Interpretive Summary: Managing and utilizing genomic datasets is an essential part of plant breeding programs. As these datasets become increasingly large, however, breeders need tools to merge and store new and existing genome sequence data. Database tools can help manage large datasets and reduce the amount of new data that plant breeders need to produce for their breeding programs. For this study, we developed a genomic database for sorghum using a breeding tool called the Practical Haplotype Graph (PHG). We tested whether the sorghum PHG can merge sequence data from many individuals without losing important information about differences between plants. We also compared the PHG to existing tools to determine how well the PHG can predict genotypes for new individuals and found that the PHG performs better and requires less new input data than state-of-the-art methods. We found that the sorghum PHG could accurately predict genotypes from sequencing data covering only 1% of the genome, which can be produced for less than $10 per individual. Our results show that PHG is a useful research and breeding tool because it maintains information from a diverse group of individuals, stores genome sequence data in an accessible format, unifies genotypes derived from different genotyping methods, and provides a cost-effective option for genomic selection for any species.

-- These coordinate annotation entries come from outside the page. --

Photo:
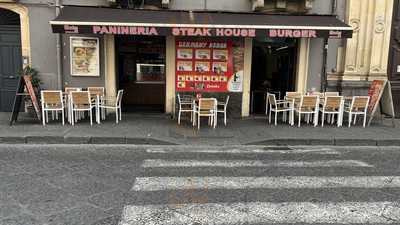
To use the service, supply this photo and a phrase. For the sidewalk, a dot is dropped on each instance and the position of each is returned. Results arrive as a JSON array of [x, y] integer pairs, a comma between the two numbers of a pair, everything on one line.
[[161, 130]]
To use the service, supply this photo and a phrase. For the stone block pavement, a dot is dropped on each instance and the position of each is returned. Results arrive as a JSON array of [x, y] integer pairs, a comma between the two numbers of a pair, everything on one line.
[[160, 129]]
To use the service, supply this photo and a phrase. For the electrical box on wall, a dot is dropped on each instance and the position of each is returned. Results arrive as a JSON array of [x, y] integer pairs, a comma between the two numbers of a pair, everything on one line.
[[257, 4], [165, 3]]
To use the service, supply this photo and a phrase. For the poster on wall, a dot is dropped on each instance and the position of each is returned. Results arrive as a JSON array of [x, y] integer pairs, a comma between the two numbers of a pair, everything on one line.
[[84, 56], [205, 66]]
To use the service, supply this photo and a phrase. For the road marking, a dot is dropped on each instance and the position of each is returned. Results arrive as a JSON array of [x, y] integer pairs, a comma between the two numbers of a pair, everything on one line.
[[261, 212], [324, 151], [295, 182], [252, 163]]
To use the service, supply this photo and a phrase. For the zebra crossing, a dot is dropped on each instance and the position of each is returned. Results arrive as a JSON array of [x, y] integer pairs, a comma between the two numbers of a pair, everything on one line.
[[221, 198]]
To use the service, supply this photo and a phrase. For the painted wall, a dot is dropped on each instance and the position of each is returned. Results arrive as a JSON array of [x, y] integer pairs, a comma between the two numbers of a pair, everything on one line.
[[43, 44]]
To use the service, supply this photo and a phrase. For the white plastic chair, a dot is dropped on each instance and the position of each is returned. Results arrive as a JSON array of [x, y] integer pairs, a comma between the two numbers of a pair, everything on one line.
[[81, 102], [114, 104], [52, 101], [358, 106], [186, 105], [333, 105], [222, 106], [207, 108], [309, 105], [278, 106]]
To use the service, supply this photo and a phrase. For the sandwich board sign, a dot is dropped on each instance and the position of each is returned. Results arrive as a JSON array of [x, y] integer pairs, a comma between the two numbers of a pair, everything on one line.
[[380, 94], [24, 83]]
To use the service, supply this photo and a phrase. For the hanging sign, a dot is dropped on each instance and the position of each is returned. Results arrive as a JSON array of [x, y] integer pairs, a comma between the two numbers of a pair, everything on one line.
[[203, 66]]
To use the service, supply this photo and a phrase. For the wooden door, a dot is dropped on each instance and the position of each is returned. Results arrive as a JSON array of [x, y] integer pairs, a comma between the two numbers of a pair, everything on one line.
[[10, 64]]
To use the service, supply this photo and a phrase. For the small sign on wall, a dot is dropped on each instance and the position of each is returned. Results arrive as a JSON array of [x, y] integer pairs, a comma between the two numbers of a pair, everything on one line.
[[84, 53]]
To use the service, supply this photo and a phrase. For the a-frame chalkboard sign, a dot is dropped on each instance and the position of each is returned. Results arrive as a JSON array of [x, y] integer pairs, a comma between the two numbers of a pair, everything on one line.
[[24, 83]]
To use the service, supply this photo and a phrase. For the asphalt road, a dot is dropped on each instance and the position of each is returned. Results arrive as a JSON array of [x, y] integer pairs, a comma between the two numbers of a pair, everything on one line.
[[126, 185]]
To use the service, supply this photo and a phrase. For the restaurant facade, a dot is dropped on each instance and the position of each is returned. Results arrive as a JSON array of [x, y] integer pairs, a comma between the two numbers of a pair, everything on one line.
[[158, 49]]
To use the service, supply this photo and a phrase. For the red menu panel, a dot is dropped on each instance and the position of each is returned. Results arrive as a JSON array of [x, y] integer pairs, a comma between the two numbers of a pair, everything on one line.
[[203, 66]]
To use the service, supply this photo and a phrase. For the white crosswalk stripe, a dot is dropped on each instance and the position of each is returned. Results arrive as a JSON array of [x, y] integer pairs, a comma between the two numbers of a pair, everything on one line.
[[289, 182], [153, 163], [321, 151], [261, 212], [201, 211]]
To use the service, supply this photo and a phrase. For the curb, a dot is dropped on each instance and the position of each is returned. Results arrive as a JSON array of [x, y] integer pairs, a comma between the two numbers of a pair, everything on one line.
[[82, 140], [153, 141]]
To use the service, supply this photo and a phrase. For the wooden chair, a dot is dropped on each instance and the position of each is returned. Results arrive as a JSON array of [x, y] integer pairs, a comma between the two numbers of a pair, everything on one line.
[[358, 106], [97, 95], [81, 102], [278, 106], [309, 106], [222, 106], [186, 105], [115, 104], [52, 101], [333, 105], [207, 108], [331, 93]]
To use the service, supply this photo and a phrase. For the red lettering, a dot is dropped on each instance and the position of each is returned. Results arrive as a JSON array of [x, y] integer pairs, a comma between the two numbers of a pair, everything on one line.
[[312, 33], [96, 29]]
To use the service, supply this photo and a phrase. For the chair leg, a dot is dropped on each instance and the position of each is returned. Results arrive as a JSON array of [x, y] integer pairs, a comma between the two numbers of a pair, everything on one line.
[[350, 119], [365, 119], [179, 117], [225, 118], [43, 117], [269, 117], [62, 117], [299, 119]]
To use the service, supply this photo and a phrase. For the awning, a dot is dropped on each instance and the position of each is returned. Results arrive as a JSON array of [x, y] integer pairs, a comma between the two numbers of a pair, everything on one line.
[[94, 20]]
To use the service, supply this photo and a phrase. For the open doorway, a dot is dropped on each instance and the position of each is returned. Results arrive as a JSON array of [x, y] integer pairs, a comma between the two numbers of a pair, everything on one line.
[[141, 72], [273, 69], [10, 57]]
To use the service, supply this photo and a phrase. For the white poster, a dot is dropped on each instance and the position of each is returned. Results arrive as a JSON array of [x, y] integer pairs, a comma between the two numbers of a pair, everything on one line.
[[84, 56], [235, 83]]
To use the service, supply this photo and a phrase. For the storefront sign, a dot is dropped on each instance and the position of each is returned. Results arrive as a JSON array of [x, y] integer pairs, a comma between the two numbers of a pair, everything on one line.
[[201, 32], [203, 66], [84, 56]]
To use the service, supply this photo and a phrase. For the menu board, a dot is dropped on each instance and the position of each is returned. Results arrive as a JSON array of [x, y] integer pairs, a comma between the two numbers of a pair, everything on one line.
[[203, 66], [84, 56]]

Technical Abstract: Successful management and utilization of increasingly large genomic datasets is essential for breeding programs to increase genetic gain and accelerate cultivar development. To help with data management and storage, we developed a sorghum Practical Haplotype Graph (PHG) pangenome database that stores all identified haplotypes and variant information for a given set of individuals. We developed two PHGs in sorghum, one with 24 individuals and another with 374 individuals, that reflect the diversity across genic regions of the sorghum genome. 24 founders of the Regional Biofuels Technical & Knowledge Center (CHIBAS) sorghum breeding program were sequenced at low coverage (0.01x) and processed through the PHG to identify genome-wide variants. The PHG called SNPs with only 5.9% error at 0.01x coverage - only 3% lower than its accuracy when calling SNPs from 8x coverage sequence. Additionally, 207 progeny from the CHIBAS genomic selection (GS) training population were sequenced and processed through the PHG. Missing genotypes in the progeny were imputed from the parental haplotypes available in the PHG and used for genomic prediction. Mean prediction accuracies with PHG SNP calls range from 0.57-0.73 for different traits, and are similar to prediction accuracies obtained with genotyping-by-sequencing (GBS) or markers from sequencing targeted amplicons (rhAmpSeq). This study provides a proof of concept for using a sorghum PHG to call and impute SNPs from low-coverage sequence data and also shows that the PHG can unify genotype calls from different sequencing platforms. By reducing the amount of input sequence needed, the PHG has the potential to decrease the cost of genotyping for genomic selection, making GS more feasible and facilitating larger breeding populations that can capture maximum recombination. Our results demonstrate that the PHG is a useful research and breeding tool that can maintain variant information from a diverse group of taxa, store sequence data in a condensed but readily accessible format, unify genotypes from different genotyping methods, and provide a cost-effective option for genomic selection for any species.